Vanguard got off to a slow start, with mostly sophisticated investors buying into the power of lower fees to bolster returns. But over time, mainstream investors warmed to the idea of index funds and their close cousins, index-based exchange-traded funds (ETFs), especially after the bear markets of 2000-2002 and 2008-2009, when many active managers lost more than market averages.
While some managers were charging asset management fees of 2 percent or more even when they lagged their benchmarks, Vanguard was cutting its fees, taking them down by almost two-thirds over the past two decades to an average of 0.11 percent.
That triggered a price war that has eaten into profits at active and passive fund managers alike. Boston-based Fidelity eventually got into index funds and ETFs, after holding out a long time under then-chairman Ned Johnson, and is seeing good inflows. In August the company even launched two no-fee funds.
But Vanguard’s unique structure gives it an edge on fees: It is owned by its fund investors (much like policy holders own mutual insurance companies), not private shareholders.
“Jack was always a tough competitor of ours and kept us on our toes, and for that I am grateful,” Abby Johnson, chairman of Fidelity, said in a statement to the Globe, echoing a view shared by other local firms.
“While his focus on index investing helped build significant adoption of passively managed strategies in the industry, I believe his views challenged active managers to be better at what they do,” Andy Arnott, CEO of John Hancock Investments, said in a statement. “He will have a lasting impact on the way investors build portfolios for years to come.”
‘My ideas are very simple. In investing, you get what you don’t pay for. Costs matter.’
Competition was good for Vanguard, too. It is the second-largest fund manager in the world, with about $5 trillion under management.
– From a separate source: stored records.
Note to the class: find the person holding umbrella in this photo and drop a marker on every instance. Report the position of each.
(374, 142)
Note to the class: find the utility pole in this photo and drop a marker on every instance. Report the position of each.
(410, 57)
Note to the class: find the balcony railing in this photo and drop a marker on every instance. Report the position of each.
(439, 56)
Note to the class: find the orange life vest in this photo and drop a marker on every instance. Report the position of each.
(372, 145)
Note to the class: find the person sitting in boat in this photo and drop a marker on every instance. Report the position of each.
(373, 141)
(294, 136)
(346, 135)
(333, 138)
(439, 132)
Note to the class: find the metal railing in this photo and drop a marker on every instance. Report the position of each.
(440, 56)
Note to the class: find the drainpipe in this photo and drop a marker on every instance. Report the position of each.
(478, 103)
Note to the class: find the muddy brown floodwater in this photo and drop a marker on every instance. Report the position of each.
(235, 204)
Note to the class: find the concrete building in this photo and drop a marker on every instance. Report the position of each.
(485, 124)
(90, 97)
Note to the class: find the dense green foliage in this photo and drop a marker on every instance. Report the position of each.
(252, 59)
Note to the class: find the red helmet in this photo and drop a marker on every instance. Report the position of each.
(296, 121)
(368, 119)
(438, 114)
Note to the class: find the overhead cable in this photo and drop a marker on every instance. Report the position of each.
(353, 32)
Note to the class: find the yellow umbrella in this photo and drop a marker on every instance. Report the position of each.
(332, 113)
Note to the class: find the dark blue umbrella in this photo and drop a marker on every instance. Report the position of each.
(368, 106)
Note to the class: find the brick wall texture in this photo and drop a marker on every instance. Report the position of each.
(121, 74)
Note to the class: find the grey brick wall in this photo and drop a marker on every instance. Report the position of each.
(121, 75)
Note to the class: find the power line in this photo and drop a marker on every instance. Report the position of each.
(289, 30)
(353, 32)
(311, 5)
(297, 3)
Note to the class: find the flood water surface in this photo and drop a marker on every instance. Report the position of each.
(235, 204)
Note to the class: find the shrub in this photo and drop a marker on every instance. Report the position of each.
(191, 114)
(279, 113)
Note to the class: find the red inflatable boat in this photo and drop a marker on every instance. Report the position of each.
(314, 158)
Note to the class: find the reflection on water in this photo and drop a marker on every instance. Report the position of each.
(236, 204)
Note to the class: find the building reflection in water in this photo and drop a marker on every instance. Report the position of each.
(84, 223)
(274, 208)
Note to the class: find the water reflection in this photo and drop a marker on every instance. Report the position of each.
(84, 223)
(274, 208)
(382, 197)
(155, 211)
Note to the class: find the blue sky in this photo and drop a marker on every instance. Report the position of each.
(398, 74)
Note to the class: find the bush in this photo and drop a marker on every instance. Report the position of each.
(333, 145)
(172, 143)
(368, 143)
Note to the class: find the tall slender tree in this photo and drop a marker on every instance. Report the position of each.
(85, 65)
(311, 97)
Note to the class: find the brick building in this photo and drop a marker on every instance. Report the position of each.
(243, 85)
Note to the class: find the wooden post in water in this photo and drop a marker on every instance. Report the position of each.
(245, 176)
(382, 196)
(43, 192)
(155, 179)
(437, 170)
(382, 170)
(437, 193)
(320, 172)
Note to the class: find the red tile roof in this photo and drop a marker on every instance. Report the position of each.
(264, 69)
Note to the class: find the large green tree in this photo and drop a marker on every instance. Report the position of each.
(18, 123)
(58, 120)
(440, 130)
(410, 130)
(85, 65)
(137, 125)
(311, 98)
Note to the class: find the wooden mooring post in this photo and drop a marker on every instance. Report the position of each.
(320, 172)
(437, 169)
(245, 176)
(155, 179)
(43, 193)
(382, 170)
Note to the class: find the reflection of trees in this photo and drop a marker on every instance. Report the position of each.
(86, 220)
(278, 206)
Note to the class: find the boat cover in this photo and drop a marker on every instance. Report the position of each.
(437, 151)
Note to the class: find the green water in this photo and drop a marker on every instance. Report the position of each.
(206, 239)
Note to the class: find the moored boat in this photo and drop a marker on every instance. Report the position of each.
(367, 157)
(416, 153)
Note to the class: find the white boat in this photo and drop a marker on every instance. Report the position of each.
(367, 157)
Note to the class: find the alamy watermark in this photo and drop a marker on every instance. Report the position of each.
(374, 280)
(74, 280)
Fidelity has about $2.7 trillion, while New York-based BlackRock, a big proponent of indexing, tops the list with $6.3 trillion.
There are still more assets in actively run funds in ($10.4 trillion) than in passive funds ($6.58 trillion), according to US data from industry tracker Morningstar. But the momentum is clearly with indexers: Last year, passive funds brought in a net $458 billion compared with net outflows of $303.4 billion at active funds.
Nevertheless, some fund companies remain true believers in the merits of active investing. Putnam Investments in Boston is one of them.
“For active managers to justify their being, they have to add a premium to the benchmark,” said Bob Reynolds, Putnam’s chief executive, who notes that the percentage of active managers outperforming their benchmarks has increased to 45 percent last year. “That’s still not high enough. . . . but I think you are starting to see a change there. It’s very cyclical.”
Reynolds, who was vice chairman at Fidelity before jumping to Putnam, says his firm — which only sells active funds — had net inflows last year.
Still, he has nothing but the highest respect for Bogle.
“He’s on Mount Rushmore,” he said. “And I’d add Ned Johnson right there next to him or ahead of him for all the innovations he brought to the market. They are the fathers of the fund industry.”